Jullaya concluded the Rijksmuseum used their Instagram account as promotional tool to drive consumption of a physical visit, through the notable use of the city hashtag #Amsterdam, choosing topics related to holidays, general museum information, and the announcement of events and exhibitions. The Stedelijk Museum is characterized by the Instagram-exclusive campaigns (e.g. community curated shows of objects currently not on display) and engagement projects (e.g. weekly public selection of an artwork) in addition to general communication with the local community (e.g. current events, recruitment of staff and volunteers). The Van Gogh Museum is characterized by the repost of images with a different caption, repositioning the same image within a complete different context and receiving a different response from the audience. This thesis is available here.
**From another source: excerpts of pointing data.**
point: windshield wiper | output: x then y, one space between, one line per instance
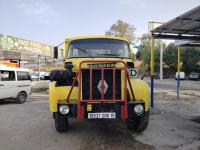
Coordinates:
110 54
83 50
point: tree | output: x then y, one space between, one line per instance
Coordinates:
122 29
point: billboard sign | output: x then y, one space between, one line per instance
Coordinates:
10 43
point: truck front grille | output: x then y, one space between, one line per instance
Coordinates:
96 78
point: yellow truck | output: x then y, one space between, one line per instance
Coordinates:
98 82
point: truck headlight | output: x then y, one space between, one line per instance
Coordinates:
139 109
64 109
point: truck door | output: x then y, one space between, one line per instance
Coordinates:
7 84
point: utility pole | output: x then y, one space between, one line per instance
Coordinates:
161 61
39 67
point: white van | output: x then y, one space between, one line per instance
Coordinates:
14 84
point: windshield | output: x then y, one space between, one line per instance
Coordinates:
98 48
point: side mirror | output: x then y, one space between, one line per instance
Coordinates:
55 52
143 76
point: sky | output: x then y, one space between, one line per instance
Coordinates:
51 21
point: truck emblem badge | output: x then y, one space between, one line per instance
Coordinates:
99 86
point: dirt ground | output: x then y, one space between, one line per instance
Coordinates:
170 124
30 126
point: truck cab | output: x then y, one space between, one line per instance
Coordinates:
98 81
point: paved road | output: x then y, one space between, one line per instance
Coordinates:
171 84
30 126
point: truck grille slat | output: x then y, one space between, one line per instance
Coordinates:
96 78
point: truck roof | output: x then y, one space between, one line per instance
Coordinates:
96 37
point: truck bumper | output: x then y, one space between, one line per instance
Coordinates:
100 108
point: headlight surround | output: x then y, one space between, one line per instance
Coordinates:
64 109
139 109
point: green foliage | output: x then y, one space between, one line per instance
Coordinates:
122 29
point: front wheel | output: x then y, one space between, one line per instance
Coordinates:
61 123
138 123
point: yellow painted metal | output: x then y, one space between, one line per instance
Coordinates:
140 87
179 61
152 55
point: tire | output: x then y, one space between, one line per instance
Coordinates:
139 123
61 123
21 98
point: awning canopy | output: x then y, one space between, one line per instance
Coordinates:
183 27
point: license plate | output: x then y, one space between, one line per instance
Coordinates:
101 115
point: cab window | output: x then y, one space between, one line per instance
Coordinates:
7 75
21 75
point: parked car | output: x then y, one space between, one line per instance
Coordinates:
182 75
194 76
14 84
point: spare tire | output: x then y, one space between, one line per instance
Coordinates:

Trend 3: Museum Instagram accounts will continue to develop engaging strategies that merge education and marketing for attracting physical visitors.
Last, the digital images can also be consumed in a physical exhibition, which has been adopted as successful new business model by a French arts foundation Culturespaces. They have innovated in the use of digital imagery to create the ultimate experience good: a location-based digital exhibition. The Paris Atelier des Lumières had a cost of €12 million, and received 1.2 million visitors in 10 months during the first show in Paris (€14 full rate ticket entrance). The foundation has opened similar exhibitions in other countries across the EU, as well as in South Korea and the USA.
Vicki Triantafylloudi investigated the consumer’s experience of the recently opened immersive museums in Greece and in Belgium, in relation to their socio-economic profile. From the nearly 290 filled questionnaires analysed, a slight majority of respondents was male (54%), surprising for a ‘museum audience’, and 97% of respondents gave a positive evaluation of the immersive exhibit (excellent=37%, very good=43%, good=17%). The majority of respondents (81%) reported using technology ‘very regularly’ and ‘excessively’ on a daily basis. Most visitors (62%) were interested in the subject of the exhibit and (25%) wanted to have fun. Only a small minority (9%) visited alone.
The education level of the visitors was positively related to a general satisfaction of the exhibition, while those with an art-related background (academic, professional or hobby) reported a more critical evaluation of the overall experience. Similarly, expectations were an important factor influencing satisfaction. This suggests that the immersion art experience is a great way to introduce the general public (without an art-related background) to museum collections through the use of location-based immersive digital exhibitions. You can find the full thesis here.
Trend 4: Private firms will increasingly make use of museum collections to enrich their experience services offered.
The year was rather active, we also organised a colloquium on the Future of Museums. A summary and follow up will be the topic of a future post.